Imagine being a merchant’s apprentice leaving his village for the first time to travel thousands of miles from East to West, trading your wares. What astonishment would you experience as the landscape transformed from fertile green valleys to parched deserts to high mountain passes? How would it be to hear another language for the first time? Or to witness a prayer ceremony unlike your own?
This was my romantic vision of the famed Silk Road.
In truth, the traders who traveled this route to exchange their goods rarely went very far; instead, the bolts of silk, furs, spices, horses, ceramics, and other luxury wares were passed from hand to hand, town to town, until they reached their destination. Would you believe that because of this chain of trade, the highly-prized threads of China’s silk farms have been found as far as the ancient graves of Scandinavian kings!?
Chris bought a straw hat in Xi’an, China, and transported it all the way to Khiva, Uzbekistan, before giving it to our friendly innkeeper. Does that count? Maybe not.
I am the silk of the day!
So then, I am not the merchant’s apprentice. Perhaps, then, while tracing the routes of the Silk Road, I am the goods themselves?
These ancient trade routes are still used to move hot commodities, but the caravans that bounce from one mark on the map to another are now taxis, buses, and trains.
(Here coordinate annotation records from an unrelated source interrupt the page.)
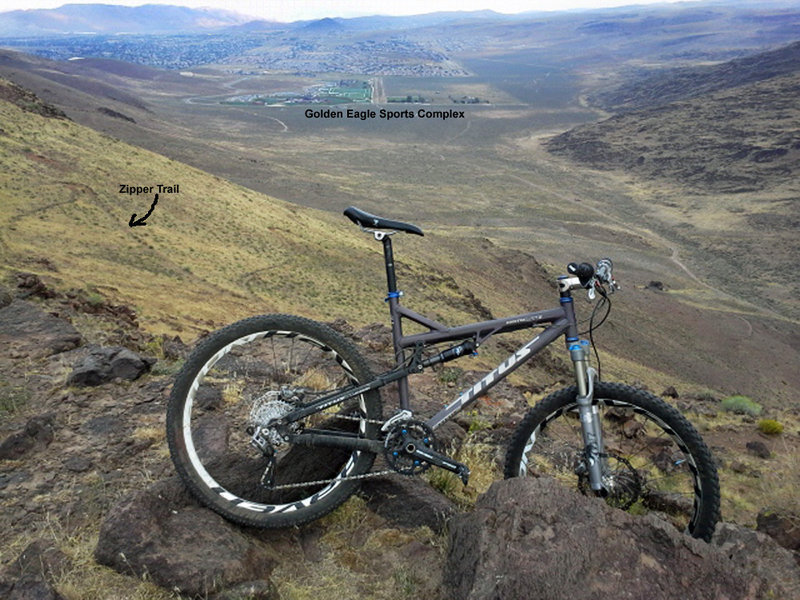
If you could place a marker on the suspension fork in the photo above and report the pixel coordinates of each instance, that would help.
(594, 452)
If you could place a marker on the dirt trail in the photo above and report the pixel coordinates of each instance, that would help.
(674, 254)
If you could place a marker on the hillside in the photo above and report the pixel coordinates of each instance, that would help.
(214, 250)
(669, 85)
(716, 173)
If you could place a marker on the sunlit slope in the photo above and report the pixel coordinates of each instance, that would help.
(208, 254)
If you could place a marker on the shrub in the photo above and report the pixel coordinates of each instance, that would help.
(770, 427)
(741, 405)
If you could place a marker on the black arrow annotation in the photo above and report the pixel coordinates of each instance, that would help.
(134, 222)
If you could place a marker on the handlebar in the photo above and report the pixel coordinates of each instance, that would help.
(586, 276)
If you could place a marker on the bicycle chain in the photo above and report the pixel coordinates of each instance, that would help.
(369, 475)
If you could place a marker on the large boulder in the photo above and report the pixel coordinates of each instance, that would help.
(408, 502)
(32, 575)
(106, 364)
(535, 538)
(163, 534)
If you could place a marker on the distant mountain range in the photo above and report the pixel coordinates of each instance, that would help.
(163, 19)
(108, 19)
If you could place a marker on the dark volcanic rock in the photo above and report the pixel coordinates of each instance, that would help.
(771, 569)
(162, 533)
(105, 364)
(31, 575)
(408, 502)
(784, 528)
(27, 330)
(534, 538)
(38, 434)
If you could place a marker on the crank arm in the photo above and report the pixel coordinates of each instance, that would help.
(439, 460)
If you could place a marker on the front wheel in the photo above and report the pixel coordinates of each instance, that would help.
(653, 459)
(232, 390)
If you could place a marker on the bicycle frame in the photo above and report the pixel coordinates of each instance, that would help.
(559, 321)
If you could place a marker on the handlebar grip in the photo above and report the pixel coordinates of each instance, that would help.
(584, 272)
(604, 269)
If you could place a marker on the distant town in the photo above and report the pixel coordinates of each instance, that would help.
(246, 53)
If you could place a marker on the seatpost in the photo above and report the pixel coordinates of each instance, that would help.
(388, 257)
(393, 298)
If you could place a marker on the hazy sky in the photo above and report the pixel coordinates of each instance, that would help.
(293, 10)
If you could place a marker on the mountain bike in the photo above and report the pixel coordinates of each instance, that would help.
(275, 420)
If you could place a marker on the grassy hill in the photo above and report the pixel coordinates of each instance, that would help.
(717, 173)
(208, 254)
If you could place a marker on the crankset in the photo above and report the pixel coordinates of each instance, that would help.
(409, 450)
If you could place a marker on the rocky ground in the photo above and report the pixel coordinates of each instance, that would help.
(91, 507)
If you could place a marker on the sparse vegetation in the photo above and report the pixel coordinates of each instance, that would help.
(770, 426)
(742, 405)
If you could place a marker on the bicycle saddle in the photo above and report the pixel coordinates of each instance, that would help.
(368, 221)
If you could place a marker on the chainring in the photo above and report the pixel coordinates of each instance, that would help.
(403, 435)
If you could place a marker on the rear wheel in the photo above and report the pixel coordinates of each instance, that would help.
(244, 377)
(654, 460)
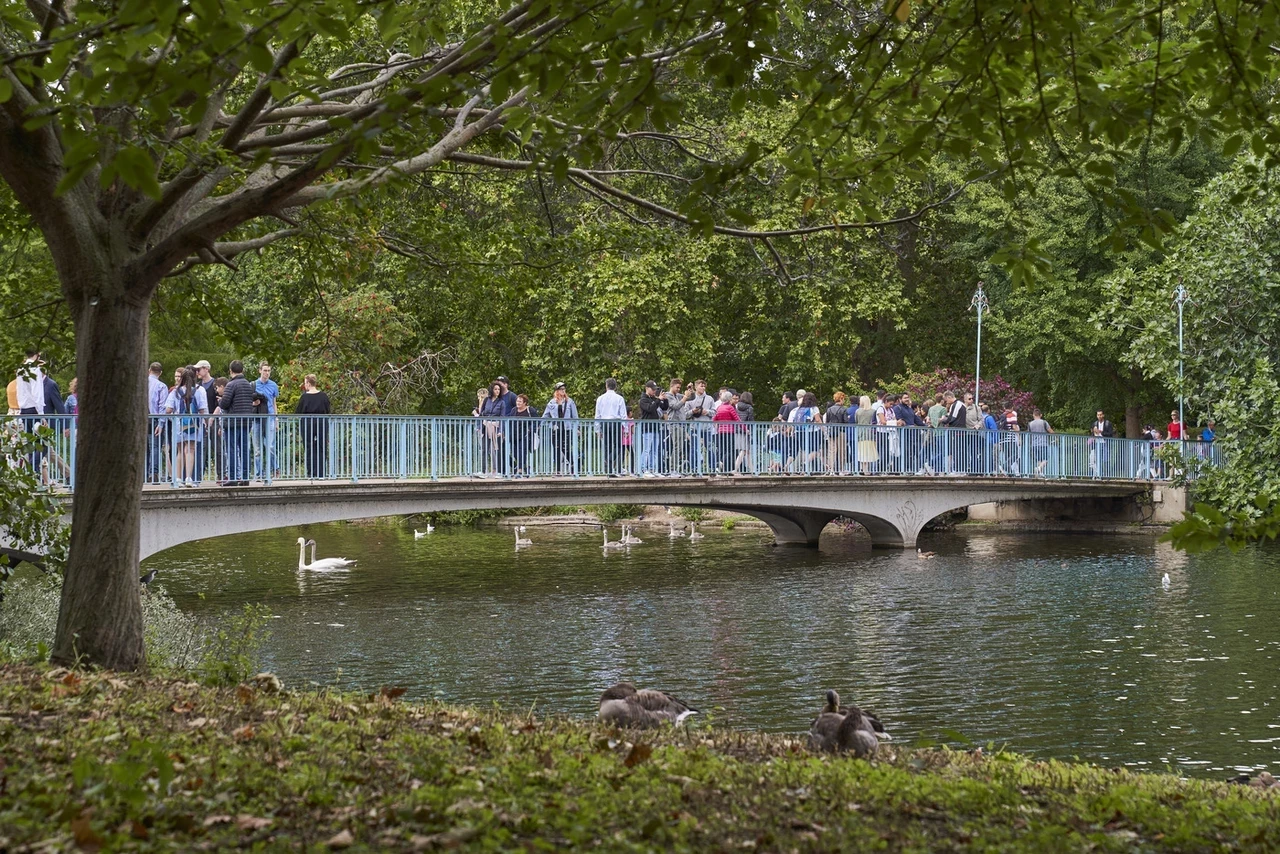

Their wares? Mostly travelers like me, wanting to connect to the romantic ideal of the world’s oldest highway. Ah-ha! I am the silk of the day!
Cynics might say that the current rendition of these ancient towns is a poor substitute for the real thing—that the ‘Disneyfication’ of the mud houses and their labyrinths of alleyways is robbing them of their authentic soul.
I, on the other hand, think it’s a good deal. Tourists’ dollars are helping fund restoration projects to keep the absolutely magnificent architecture of ancient mosques and minarets still standing. Tourist interest in the traditional handicrafts of these old towns is keeping those traditions profitable. The tours they purchase are perpetuating the spirit of education that filled the ancient madrassas with purpose.
I like to think, too, that this road is still abundant in the trade of ideas.
In Andijan, Tashkent, and Bukhara, we met some fellow travelers and timidly asked if we could go from town to town together. (They said yes!) Elise left Paris seven months earlier to challenge herself. Abby, Ed, and their children are from the U.S. but were on fall break from their third year teaching at an international school in Kazakhstan. Josephine left a fantastic career in Germany to seek the next step in her life. We luxuriated in spending an entire week with these beautiful people, sharing our stories and opinions, our ideas.
In the end, I found exactly what I was seeking from the Silk Road. My concept may have been romantic and only loosely tied to the real story of the past. But, in the role of a bolt of silk and a collection of thoughts, I played my part well. I saw the human and physical landscapes change with each passing day, and I was part of the constant trade of concepts that keeps us learning about what lies beyond our own boundaries.